Molecular studies on the effects of phosphorylation by p21-activated protein kinase Pak2 on protein kinase activation and protein interactions

The p21-activated protein kinase Pak2 is activated by binding of Cdc42(GTP) and autophosphorylation at eight sites. Ser-141, Ser-165, and Thr-402 are implicated in activation of Pak2. Conserved phosphorylation of Thr-402 in the activation loop is critical for the activity of Pak2. To examine the roles of Ser-141 and Ser-165 in Cdc42-dependent activation of Pak2, the sites were substituted with alanine or aspartate. Autophosphorylation and substrate phosphorylation by S141A are significantly reduced, as compared to wild-type Pak2 when activated by Cdc42. S141D, S165A, and S165D are similar to WT Pak2 in autophosphorylation and phosphorylation of S3. GST pull-down assays and coimmunoprecipitation show that WT, S141A, and S141D are stably associated with active Cdc42, but not with inactive Cdc42. S141A binds to Cdc42 at a 6-fold higher level than S141D. Thus, autophosphorylation of Ser-141 is required for the full extent of autophosphorylation and substrate phosphorylation by Cdc42-activated Pak2, and Ser-141 could have a regulatory role in subcellular localization and activation of Pak2 through modulating the interaction of Pak2 with Cdc42. Pak2, and Ser-141 could have a regulatory role in subcellular localization and activation of Pak2 through modulating the interaction of Pak2 with Cdc42.;The c-Abl tyrosine kinase is phosphorylated by Pak2 at Ser-619, which is located next to a PxxP motif (PTPPKRSS619S) that binds to the SH3 domain of Abl interactor proteins Abil/2. The effect of phosphorylation of Ser-619 on the association of c-Abl with Abi was examined using GST pull-down assays and coimmunoprecipitation.

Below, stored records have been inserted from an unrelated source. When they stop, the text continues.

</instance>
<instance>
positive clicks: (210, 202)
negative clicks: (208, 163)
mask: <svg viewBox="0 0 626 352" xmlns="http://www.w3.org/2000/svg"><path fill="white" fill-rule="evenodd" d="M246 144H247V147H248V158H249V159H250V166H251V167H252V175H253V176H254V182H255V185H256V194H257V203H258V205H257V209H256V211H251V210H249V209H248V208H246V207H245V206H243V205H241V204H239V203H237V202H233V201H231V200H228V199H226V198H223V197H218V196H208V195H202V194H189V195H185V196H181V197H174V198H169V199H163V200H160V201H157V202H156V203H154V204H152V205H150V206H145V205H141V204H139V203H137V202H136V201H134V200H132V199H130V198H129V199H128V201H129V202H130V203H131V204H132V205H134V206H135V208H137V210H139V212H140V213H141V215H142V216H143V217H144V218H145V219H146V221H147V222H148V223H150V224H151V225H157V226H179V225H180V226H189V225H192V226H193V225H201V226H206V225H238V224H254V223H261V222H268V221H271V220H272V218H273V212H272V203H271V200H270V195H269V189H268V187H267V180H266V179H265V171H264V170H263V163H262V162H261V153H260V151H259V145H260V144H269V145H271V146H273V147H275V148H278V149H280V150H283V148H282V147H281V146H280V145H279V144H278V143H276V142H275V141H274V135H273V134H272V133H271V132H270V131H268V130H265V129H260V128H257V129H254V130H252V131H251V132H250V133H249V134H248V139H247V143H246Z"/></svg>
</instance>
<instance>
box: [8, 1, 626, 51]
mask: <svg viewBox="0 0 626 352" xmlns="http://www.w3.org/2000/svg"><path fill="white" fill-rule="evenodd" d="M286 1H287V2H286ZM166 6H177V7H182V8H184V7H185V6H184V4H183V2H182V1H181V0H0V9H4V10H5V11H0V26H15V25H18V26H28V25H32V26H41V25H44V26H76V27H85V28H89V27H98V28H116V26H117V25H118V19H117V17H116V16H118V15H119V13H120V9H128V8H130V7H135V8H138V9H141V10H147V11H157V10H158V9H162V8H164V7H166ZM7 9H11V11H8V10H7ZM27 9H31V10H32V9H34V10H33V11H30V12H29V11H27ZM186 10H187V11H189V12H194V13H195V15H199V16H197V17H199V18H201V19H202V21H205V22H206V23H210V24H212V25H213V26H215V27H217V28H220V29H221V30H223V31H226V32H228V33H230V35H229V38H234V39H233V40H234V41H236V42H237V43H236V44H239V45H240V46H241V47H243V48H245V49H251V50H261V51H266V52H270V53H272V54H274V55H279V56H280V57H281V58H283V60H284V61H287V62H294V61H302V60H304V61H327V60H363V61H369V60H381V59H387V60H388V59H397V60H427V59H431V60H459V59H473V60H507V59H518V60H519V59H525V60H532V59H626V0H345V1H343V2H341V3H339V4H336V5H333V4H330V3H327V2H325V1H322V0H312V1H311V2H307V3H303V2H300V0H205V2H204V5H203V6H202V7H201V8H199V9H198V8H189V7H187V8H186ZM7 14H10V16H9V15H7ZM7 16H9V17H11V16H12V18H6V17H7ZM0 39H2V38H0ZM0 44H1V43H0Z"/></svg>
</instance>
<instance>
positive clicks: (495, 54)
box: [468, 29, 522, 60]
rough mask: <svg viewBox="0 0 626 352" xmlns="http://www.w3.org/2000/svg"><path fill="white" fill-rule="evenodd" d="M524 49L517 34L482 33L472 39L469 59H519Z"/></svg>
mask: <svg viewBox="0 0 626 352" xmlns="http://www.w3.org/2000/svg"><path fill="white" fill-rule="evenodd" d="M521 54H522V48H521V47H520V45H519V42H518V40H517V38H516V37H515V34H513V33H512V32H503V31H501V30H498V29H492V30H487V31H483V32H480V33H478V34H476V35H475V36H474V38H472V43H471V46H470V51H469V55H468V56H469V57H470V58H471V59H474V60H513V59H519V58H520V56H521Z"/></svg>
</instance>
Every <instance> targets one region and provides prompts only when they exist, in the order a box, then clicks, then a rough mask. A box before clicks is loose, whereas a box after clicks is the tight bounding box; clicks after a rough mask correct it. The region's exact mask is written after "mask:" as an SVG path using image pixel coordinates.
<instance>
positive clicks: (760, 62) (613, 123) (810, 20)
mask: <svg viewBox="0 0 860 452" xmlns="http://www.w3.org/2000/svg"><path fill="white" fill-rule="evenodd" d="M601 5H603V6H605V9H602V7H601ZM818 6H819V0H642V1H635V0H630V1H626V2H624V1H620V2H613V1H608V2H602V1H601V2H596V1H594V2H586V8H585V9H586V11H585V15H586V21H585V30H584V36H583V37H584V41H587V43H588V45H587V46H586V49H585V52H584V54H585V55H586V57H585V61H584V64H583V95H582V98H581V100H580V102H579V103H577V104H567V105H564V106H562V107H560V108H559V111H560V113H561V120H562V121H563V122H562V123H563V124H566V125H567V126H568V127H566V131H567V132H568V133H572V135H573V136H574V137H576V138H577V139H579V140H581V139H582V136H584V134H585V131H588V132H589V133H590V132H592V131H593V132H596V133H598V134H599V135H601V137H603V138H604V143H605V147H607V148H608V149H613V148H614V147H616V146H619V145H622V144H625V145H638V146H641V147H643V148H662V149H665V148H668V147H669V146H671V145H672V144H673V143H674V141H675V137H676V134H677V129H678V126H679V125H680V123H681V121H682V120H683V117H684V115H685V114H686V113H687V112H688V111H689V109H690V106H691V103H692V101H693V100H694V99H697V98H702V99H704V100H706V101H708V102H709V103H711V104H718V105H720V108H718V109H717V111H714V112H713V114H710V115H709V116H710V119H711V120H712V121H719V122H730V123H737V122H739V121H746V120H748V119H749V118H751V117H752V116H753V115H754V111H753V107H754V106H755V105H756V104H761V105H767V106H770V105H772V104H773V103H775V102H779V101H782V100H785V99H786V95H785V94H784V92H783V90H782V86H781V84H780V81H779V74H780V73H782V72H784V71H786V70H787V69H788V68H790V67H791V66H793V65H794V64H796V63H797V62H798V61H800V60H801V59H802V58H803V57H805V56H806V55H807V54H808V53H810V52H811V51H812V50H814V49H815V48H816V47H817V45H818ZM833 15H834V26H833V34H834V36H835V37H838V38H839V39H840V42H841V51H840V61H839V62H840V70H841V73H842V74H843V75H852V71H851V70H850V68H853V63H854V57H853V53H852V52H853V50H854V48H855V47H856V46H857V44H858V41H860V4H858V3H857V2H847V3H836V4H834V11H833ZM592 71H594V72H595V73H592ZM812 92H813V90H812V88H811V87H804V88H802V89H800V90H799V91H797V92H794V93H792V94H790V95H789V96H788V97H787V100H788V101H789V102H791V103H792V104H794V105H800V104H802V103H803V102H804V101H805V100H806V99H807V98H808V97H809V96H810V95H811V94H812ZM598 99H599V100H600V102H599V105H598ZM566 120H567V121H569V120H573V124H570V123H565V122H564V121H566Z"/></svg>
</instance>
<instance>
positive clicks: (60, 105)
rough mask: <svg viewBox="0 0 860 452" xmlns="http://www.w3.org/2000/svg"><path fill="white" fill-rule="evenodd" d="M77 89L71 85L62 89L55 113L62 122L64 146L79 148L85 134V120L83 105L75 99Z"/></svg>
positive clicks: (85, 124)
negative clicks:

The phosphorylated Abl 593–730 fragment by Pak2 dramatically reduces Abi2 binding, as compared to the nonphosphorylated Abl. Coimmunoprecipitation following cotransfection of WT c-Abl and the mutants 3A (AAA620) and 3D (DDD620) with HA-Abi2 in 293T cells, shows that the amount of Abi2 bound to 3D is decreased by ∼80% as compared to WT and 3A. The tyrosine kinase activity of 3D with the substrate Crk is significantly enhanced in comparison to WT and 3A. The interaction of 3D with Crk is 2-fold higher than WT and 3A in the binding assays with GST-Crk. The data suggest a molecular mechanism whereby Pak2 phosphorylation of c-Ab1 on Ser-619 inhibits the interaction of c-Abl with Abi2 and enhances the association with Crk, leading to an increase of phosphorylation of Crk by c-Abl.